For example we could imagine the following conversation:
GM (Ghost Manager): “Hi, file attached, refer to history below. Have a good day.” CM (Conceptual Employee): When? GM: ASAP. CM: FIY (For Your Information) I’m getting married tomorrow! See memo ref 64582 sent 3 weeks ago. GM: Con-gra-tu-la-tions!!! But we still need this work ASAP! CM: DIY!!!
All the retention surveys show that the relation between the manager and his team member is one of the most important reasons influencing the choice to stay or leave an organisation. Among these reasons we find: Too little coaching and feedback, a feeling of not being valued or recognised and a loss of trust in leader. How do you think a team member feels if their manager prefer to use email rather than seeing them?
An HR matter HR professionals have to help managers to understand that emails don’t have to be used as the only way to communicate with their teams. Emails are a powerful tool and can help people to organise their time. Theoretically they should have the choice to process it when they have the time for it. This is not how employees view it: They have a feeling of urgency and of being continually controlled. Managers like this way to communicate because they can send short message without loosing their time going to see their employee. But when you communicate electronically without facial expressions, gestures and intonations, the message received can be very different from the message sent. For example a message “May you review the job done please?” could be interpreted as “You messed up idiot!”

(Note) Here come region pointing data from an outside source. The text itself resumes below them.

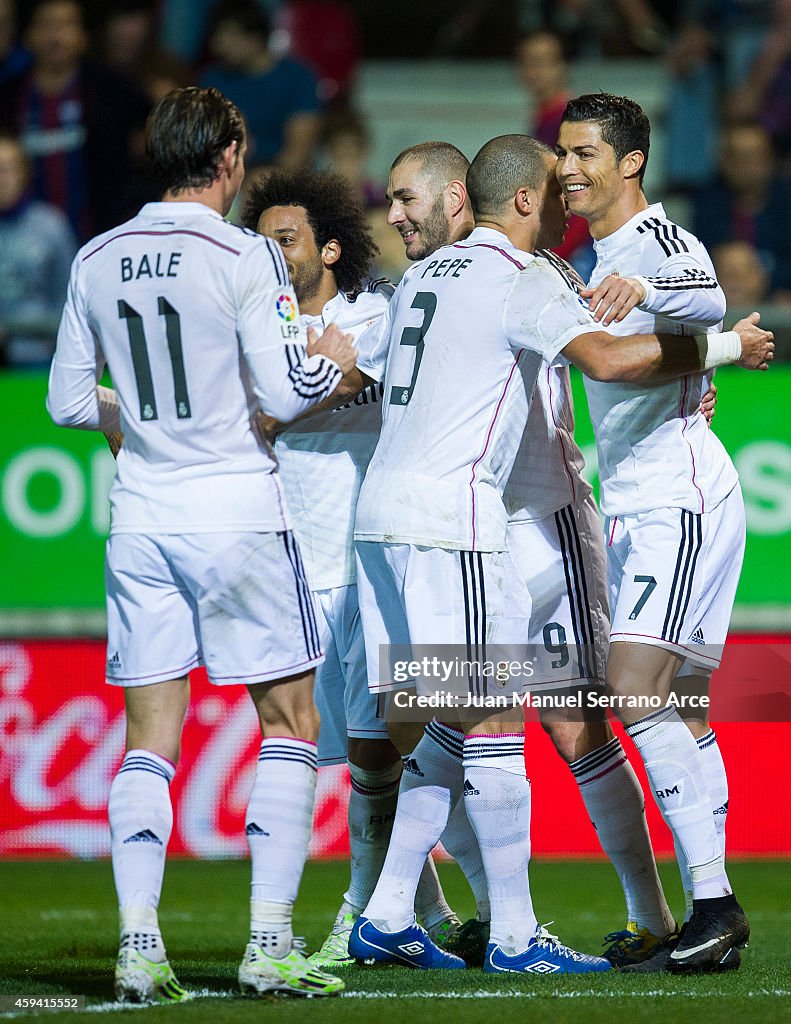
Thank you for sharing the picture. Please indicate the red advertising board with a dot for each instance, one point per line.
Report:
(61, 737)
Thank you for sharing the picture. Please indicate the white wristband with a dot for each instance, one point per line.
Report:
(718, 349)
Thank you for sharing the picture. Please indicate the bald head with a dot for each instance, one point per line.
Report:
(440, 162)
(502, 167)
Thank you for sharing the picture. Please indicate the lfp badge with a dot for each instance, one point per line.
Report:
(287, 312)
(286, 308)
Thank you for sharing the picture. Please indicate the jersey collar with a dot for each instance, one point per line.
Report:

Use email to add value, not frustration Another constructive use of emails by a manager is to prepare a meeting with the team. Send an agenda of the meeting and the do to list to prepare in order to help his team to be ready. Questions arisen should be able to be communicated face to face. Email can also be used by the manager as a daily report from each of his team members, especially if they working outside the organisation. He will be able to have a history easy to follow up of the progress of the project and keep a history of events (it could be useful in a legal case). The manager will have to answer to each of them to acknowledge he read the mail and give some advice. Of course, it won’t replace the weekly meeting. Here emails are an extra support for the employees and help them to improve their productivity. It is the best way to use email and to enhance commitment and trust in the work place between the manager and his subordinates.

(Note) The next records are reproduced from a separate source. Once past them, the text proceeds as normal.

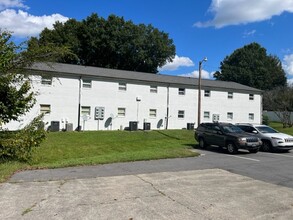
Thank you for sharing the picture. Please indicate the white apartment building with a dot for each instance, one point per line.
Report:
(90, 98)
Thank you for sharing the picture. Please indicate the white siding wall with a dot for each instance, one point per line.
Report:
(63, 97)
(239, 105)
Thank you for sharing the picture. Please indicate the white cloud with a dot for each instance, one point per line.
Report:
(249, 33)
(22, 24)
(235, 12)
(4, 4)
(288, 64)
(204, 74)
(176, 63)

Managers and team members need more than ever to communicate and emails have to be used to facilitate the work of collaborators not to be drawn into pointless reading. For each email it’s a bit of time lost by every team member. It's the manager responsibility to ensure that the time spent by his employees to read his mails isn't a waste of valuable time. People have less time than ever today because they have too much information to absorb. Before sending an email or copy people on the messages, every manager should ask himself if the information is important. If the answer is no, they shouldn’t send it. If it’s yes they should pop up, say hello if they haven’t seen their subordinate today, to give the information. If it’s maybe, it’s time to think twice before hitting the send button!